- Posted by jdavis on June 23, 2011
Increased intake of vitamin C from the diet, but not supplements, may slash the risk of mouth cancer by 48 per cent, says a epidemiological study.
According to British charity the Mouth Cancer Foundation, oral cancers have a higher proportion of deaths per number of cases than breast, skin, or cervical cancer, with a mortality rate of about 50 per cent due to late detection.
The new research, led by Nancy Nairi Maserejian from Harvard School of Public Health, suggests that increased intake of vitamin C from the diet may reduce the risk of developing the cancer by about 50 per cent.
The new study, published in the International Journal of Cancer, used data on supplement use and diet for 42,340 men in the Health Professionals Follow-up Study. Information obtained from food frequency questionnaires was updated every two to four years.
During the course of the study, 207 oral pre-malignant lesions (OPL) events were documented by Maserejian and her co-workers. After adjusting for various confounding factors, they found no significant risk reduction for total intake o vitamin C, vitamin A or carotenoids.

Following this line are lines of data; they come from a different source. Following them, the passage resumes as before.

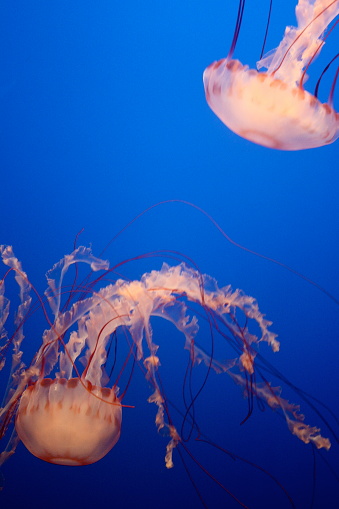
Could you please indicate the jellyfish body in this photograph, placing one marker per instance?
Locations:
(272, 108)
(75, 420)
(61, 421)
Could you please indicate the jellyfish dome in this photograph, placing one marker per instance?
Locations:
(272, 108)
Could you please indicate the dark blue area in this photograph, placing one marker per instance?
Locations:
(102, 115)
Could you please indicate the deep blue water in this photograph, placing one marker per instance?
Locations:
(102, 115)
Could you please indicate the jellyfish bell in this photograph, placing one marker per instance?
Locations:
(61, 421)
(272, 108)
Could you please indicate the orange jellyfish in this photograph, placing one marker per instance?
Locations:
(272, 108)
(60, 404)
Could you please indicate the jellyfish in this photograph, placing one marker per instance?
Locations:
(272, 108)
(64, 406)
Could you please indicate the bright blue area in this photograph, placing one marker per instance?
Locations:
(102, 115)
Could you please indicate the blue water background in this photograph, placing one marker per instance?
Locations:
(102, 115)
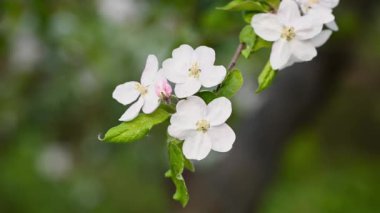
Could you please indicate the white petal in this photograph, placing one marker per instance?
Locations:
(307, 27)
(196, 147)
(218, 111)
(180, 133)
(222, 138)
(189, 88)
(292, 60)
(133, 111)
(280, 54)
(151, 101)
(150, 70)
(183, 53)
(288, 12)
(321, 38)
(267, 26)
(329, 3)
(212, 75)
(303, 50)
(175, 71)
(205, 56)
(333, 26)
(126, 93)
(193, 106)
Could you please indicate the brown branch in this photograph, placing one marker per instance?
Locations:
(236, 56)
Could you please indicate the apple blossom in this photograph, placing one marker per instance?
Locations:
(290, 32)
(191, 69)
(202, 127)
(317, 41)
(322, 9)
(144, 92)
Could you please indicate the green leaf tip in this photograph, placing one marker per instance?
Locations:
(266, 77)
(136, 129)
(177, 164)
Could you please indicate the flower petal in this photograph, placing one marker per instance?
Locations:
(288, 12)
(267, 26)
(212, 75)
(189, 88)
(179, 132)
(303, 50)
(307, 27)
(175, 71)
(333, 26)
(197, 146)
(126, 93)
(150, 71)
(222, 138)
(218, 111)
(321, 38)
(280, 54)
(205, 56)
(151, 101)
(193, 106)
(133, 111)
(329, 3)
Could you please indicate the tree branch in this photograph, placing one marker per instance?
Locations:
(236, 56)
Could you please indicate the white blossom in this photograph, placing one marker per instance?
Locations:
(144, 92)
(191, 69)
(321, 8)
(317, 41)
(290, 32)
(202, 127)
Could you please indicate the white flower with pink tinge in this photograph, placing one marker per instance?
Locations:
(191, 69)
(322, 9)
(202, 127)
(145, 92)
(290, 32)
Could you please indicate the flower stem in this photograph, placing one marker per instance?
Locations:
(235, 57)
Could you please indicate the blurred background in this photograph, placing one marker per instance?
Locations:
(308, 144)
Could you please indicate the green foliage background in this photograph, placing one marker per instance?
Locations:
(60, 61)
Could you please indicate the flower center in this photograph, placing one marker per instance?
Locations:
(288, 33)
(194, 71)
(203, 126)
(141, 89)
(311, 2)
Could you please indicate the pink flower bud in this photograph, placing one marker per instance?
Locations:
(163, 89)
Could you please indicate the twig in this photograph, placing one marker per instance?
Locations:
(236, 56)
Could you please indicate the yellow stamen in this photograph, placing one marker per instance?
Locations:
(203, 126)
(288, 33)
(194, 71)
(141, 89)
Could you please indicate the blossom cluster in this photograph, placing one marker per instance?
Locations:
(202, 127)
(296, 30)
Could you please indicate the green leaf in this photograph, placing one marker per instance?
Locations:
(266, 77)
(137, 128)
(176, 159)
(181, 194)
(177, 164)
(231, 85)
(241, 5)
(189, 165)
(248, 37)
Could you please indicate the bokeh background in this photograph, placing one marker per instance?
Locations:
(308, 144)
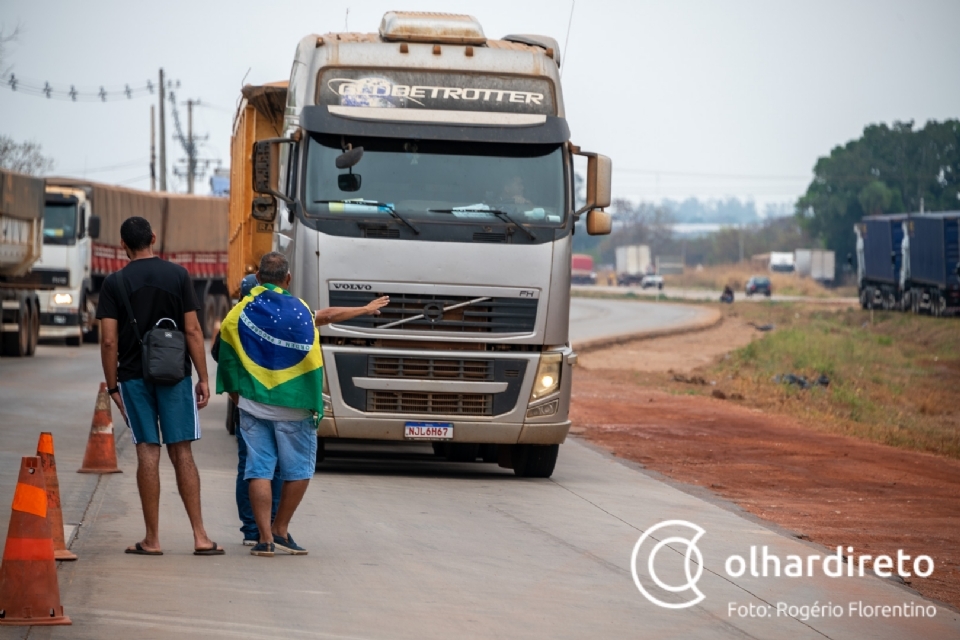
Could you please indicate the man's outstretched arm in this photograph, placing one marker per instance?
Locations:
(332, 315)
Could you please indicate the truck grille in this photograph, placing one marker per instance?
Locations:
(429, 368)
(424, 312)
(464, 404)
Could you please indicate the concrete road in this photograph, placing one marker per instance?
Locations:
(405, 546)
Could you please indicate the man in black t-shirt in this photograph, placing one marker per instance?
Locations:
(156, 290)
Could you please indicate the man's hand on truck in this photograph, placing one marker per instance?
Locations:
(332, 315)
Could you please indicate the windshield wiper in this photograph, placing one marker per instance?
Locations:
(373, 203)
(503, 215)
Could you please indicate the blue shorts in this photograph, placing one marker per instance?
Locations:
(291, 444)
(173, 407)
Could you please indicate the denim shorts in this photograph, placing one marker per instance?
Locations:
(292, 445)
(154, 410)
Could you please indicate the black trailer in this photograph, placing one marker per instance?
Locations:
(933, 260)
(880, 258)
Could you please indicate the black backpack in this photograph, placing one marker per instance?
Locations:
(163, 350)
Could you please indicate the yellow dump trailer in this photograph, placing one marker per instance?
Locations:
(252, 216)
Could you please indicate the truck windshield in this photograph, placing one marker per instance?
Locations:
(417, 176)
(60, 223)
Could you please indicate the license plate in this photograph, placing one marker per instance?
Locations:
(428, 431)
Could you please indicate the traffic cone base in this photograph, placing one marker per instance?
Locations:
(101, 454)
(54, 513)
(29, 593)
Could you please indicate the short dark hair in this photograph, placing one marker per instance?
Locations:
(136, 233)
(274, 268)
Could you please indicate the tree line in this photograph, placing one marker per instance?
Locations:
(889, 169)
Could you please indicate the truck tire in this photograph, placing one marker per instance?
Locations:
(321, 453)
(535, 460)
(17, 344)
(490, 452)
(462, 451)
(34, 327)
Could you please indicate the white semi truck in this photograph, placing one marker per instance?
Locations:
(432, 164)
(21, 232)
(191, 230)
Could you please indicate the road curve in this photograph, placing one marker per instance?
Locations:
(404, 545)
(592, 318)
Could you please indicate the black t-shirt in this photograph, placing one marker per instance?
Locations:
(157, 289)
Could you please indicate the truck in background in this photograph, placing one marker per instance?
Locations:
(817, 264)
(581, 269)
(781, 261)
(633, 262)
(82, 240)
(431, 164)
(931, 263)
(21, 242)
(879, 261)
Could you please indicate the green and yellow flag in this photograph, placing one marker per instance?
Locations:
(270, 351)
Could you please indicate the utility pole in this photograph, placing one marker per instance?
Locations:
(163, 137)
(153, 149)
(191, 153)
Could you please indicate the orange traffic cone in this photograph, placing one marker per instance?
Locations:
(101, 454)
(29, 593)
(54, 513)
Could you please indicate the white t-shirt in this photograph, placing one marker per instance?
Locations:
(273, 412)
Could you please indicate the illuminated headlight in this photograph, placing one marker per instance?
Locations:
(548, 376)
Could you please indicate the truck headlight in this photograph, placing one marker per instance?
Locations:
(548, 376)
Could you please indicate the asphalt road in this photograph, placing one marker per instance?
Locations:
(677, 293)
(405, 546)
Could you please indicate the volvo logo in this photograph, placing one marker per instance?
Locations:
(352, 287)
(433, 311)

However, vitamin C from dietary sources was significantly associated with a reduced risk, but no association with the vitamin from supplements was found. Risk reductions were also found for the carotenoids, beta-cryptoxanthin and alpha-carotene, but no statistically significant changes in OPL were observed for beta-carotene, lycopene or lutein/zeaxanthin intakes.
An increase in the risk of oral cancer was observed with increasing vitamin E intake, said the researchers, particularly among smokers who were taking supplements, a result that should be explored further in additional studies.
“It is possible that the protection that seems to be offered by dietary intake of vitamin C is actually partly due to some other component of vitamin C-rich food,” Maserejian told Reuters Health.
“Although we do not yet know exactly what component — or interaction between components — is most important, a diet that includes vitamin C-rich foods as well as a variety of nutrients is likely to benefit most people,” she said.
The study does have several notable limitations, including relying on food frequency questionnaires to gather dietary information. FFQs are susceptible to recall of the subjects. It is also not known if cases adjusted their diet after diagnosis of their disease.